Abraha
Abraha, Lingua geez Abreha; in arabo أبرهة الحبشي?, Abraha al-ḥabašī, "Abraha l'abissino" o Abraha al-ashram, in arabo أبرهة الأشرم?, "Abraha dal naso mozzato" (... – dopo il 553), è stato un condottiero abissino che, per conto del sovrano di Aksum, conquistò lo Yemen. Nominato viceré, si rese di fatto sovrano indipendente nel 525,[1] proclamandosi re dello Yemen, in cui regnò fino al 553 circa[2].
Biografia
È difficile indicare date certe riguardo agli avvenimenti della sua vita.
Origini
Procopio di Cesarea lo descrive come un apparente cristiano, già schiavo d'un bizantino stabilitosi ad Adulis, in Etiopia, dove operava commerci marittimi[3]. Ṭabarī scrive che Abraha si chiamava Abû Yaksum al-Ashram Abraha ben al-Sabâh e che apparteneva alla stirpe dei re d'Abissinia.[4]
Verso il 520/523, Dhu Nuwas, re arabo convertito al Giudaismo, era al potere nel regno di Himyar e, forse per motivi biecamente finanziari,[5] forse per smania missionaria, uccise i cristiani dell'oasi di Najrān. Questo episodio è ricordato nel Corano[6][7]. Un'antica tradizione fa risalire al regno dell'imperatore Costanzo II la conversione dell'oasi di Najran. La città aveva un vescovo che dipendeva probabilmente dalla Chiesa copta ortodossa d'Etiopia.
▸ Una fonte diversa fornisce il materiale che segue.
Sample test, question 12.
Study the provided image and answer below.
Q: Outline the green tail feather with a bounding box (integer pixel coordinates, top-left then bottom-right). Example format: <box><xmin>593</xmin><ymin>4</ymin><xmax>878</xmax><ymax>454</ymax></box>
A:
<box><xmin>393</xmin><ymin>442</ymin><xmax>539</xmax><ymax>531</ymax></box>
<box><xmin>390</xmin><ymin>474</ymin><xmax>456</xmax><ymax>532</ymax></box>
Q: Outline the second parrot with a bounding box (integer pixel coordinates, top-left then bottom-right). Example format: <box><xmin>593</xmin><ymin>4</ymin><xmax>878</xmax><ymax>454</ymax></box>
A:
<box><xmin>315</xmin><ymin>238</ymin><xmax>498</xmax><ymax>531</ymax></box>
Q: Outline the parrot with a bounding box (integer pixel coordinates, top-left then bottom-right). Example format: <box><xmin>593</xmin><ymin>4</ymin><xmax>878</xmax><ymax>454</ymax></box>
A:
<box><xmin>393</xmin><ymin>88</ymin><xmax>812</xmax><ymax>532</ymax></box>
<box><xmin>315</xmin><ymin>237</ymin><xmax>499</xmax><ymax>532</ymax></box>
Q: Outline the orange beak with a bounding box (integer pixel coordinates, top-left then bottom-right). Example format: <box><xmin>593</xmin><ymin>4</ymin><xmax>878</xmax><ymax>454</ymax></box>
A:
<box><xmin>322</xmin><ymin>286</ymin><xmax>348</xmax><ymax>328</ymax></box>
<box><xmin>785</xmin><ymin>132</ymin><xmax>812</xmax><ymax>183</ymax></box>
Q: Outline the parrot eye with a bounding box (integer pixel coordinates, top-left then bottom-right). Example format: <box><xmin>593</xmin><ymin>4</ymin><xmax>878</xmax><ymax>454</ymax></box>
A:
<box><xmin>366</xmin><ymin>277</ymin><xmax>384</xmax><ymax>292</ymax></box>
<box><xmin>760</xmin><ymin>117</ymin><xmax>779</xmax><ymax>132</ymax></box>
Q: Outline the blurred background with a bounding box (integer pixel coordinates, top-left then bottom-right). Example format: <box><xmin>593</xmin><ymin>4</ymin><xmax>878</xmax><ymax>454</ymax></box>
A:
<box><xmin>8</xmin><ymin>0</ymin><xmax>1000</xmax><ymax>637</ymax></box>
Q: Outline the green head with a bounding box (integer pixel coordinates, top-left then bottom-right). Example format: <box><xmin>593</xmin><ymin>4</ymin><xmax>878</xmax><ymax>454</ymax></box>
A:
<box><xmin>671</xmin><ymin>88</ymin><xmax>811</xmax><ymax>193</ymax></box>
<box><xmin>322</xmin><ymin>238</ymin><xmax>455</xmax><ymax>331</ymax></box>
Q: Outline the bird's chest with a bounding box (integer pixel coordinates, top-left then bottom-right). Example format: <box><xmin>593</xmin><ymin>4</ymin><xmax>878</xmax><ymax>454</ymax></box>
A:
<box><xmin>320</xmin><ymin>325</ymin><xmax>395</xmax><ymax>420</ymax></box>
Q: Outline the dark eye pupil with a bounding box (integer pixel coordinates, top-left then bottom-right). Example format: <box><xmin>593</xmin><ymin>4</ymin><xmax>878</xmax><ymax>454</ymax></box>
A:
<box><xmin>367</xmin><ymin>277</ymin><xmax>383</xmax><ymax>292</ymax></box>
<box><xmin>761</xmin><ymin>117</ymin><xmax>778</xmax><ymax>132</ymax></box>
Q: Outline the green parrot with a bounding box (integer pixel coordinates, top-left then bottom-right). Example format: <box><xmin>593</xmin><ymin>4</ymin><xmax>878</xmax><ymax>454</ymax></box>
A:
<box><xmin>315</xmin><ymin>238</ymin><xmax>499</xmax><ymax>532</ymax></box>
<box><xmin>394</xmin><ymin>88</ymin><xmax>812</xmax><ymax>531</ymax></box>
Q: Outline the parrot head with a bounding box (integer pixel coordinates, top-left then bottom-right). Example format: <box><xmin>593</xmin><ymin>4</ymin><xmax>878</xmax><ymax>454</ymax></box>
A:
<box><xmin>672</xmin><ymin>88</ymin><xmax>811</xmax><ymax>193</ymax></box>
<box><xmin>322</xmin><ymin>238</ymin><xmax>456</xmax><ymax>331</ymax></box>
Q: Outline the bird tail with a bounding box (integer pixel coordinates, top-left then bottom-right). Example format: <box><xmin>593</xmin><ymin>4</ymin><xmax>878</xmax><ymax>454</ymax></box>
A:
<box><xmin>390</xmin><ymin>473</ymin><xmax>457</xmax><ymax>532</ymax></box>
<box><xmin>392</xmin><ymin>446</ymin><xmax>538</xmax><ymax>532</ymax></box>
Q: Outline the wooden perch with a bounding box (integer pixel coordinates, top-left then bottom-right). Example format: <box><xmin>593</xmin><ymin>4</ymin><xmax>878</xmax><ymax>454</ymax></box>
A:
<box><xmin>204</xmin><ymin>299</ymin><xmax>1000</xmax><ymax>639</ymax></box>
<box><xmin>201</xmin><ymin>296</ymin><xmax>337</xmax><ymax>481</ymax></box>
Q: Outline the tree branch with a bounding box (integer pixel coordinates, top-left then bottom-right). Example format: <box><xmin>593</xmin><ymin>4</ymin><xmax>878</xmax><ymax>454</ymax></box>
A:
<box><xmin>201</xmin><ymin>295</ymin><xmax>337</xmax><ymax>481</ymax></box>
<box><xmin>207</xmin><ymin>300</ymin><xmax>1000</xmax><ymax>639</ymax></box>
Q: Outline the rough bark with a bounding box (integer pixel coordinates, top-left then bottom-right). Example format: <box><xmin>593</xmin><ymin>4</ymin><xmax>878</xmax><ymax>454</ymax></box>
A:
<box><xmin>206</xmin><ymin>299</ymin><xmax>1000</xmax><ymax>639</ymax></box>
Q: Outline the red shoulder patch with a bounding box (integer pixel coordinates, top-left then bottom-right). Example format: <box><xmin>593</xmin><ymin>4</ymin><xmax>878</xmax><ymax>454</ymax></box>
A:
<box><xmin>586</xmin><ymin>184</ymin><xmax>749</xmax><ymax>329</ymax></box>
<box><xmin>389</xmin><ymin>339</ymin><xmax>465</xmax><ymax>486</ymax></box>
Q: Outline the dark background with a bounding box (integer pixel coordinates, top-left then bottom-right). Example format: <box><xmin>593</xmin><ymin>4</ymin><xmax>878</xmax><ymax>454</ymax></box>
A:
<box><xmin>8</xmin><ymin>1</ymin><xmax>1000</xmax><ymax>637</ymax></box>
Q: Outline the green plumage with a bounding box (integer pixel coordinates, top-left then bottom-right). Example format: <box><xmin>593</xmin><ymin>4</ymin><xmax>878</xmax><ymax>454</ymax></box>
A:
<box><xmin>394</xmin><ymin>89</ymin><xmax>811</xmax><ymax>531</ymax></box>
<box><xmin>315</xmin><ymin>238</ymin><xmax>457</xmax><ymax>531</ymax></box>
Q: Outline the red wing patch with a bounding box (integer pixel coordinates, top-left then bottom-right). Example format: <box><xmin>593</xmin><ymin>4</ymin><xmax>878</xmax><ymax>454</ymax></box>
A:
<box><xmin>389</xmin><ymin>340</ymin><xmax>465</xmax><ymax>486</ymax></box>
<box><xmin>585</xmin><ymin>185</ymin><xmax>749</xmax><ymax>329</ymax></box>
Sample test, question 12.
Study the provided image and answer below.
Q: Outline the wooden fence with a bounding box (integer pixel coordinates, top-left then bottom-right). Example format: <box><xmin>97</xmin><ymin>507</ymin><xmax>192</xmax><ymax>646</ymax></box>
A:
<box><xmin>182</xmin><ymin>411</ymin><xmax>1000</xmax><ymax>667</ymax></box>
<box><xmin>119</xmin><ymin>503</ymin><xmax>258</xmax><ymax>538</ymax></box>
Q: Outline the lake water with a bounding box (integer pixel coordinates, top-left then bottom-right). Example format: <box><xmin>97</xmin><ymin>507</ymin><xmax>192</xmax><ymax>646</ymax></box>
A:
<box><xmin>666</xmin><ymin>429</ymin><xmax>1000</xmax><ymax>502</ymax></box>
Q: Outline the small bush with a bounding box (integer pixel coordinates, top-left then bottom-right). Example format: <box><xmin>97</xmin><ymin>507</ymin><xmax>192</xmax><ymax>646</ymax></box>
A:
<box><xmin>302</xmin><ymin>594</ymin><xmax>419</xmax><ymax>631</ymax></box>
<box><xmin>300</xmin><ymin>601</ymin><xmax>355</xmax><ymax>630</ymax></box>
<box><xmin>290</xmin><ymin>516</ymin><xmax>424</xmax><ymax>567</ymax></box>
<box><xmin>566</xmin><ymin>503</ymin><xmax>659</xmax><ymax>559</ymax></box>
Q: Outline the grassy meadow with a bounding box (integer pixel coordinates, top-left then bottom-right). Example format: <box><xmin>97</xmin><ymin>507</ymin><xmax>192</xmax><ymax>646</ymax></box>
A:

La presa di potere in Yemen
Versione musulmana
Il massacro offre il pretesto al Negus cristiano ʾElla ʾAṣbeḥa (ricordato anche come Caleb, chiamato ʾLʾṢṬH nelle epigrafi, e quindi vocalizzabile come Hellestheaios) d'Etiopia, per invadere lo Yemen. Per consentire tale invasione, avvenuta prima del 531, l'Imperatore bizantino Giustino I gli offre 60 navi. ʾElla ʾAṣbeḥa invia un esercito comandato da Aryaṭ.[8] Dhū Nuwās prova a evitare lo scontro con un esercito troppo superiore al suo e propone di sottomettersi. Aspetta che gli eserciti etiopici si disperdano per attaccare a sua volta e mettere in rotta quelle forze così frazionate. Aryaṭ rientra in Etiopia per rendere conto dell'accaduto e il Negus invia allora un esercito sotto il comando di Abraha.[9] Abraha s'impadronisce di Sanʿāʾ e obbliga la popolazione della città ad abbandonare l'Ebraismo e a convertirsi al Cristianesimo. A quanti rifiutano viene tagliata la testa.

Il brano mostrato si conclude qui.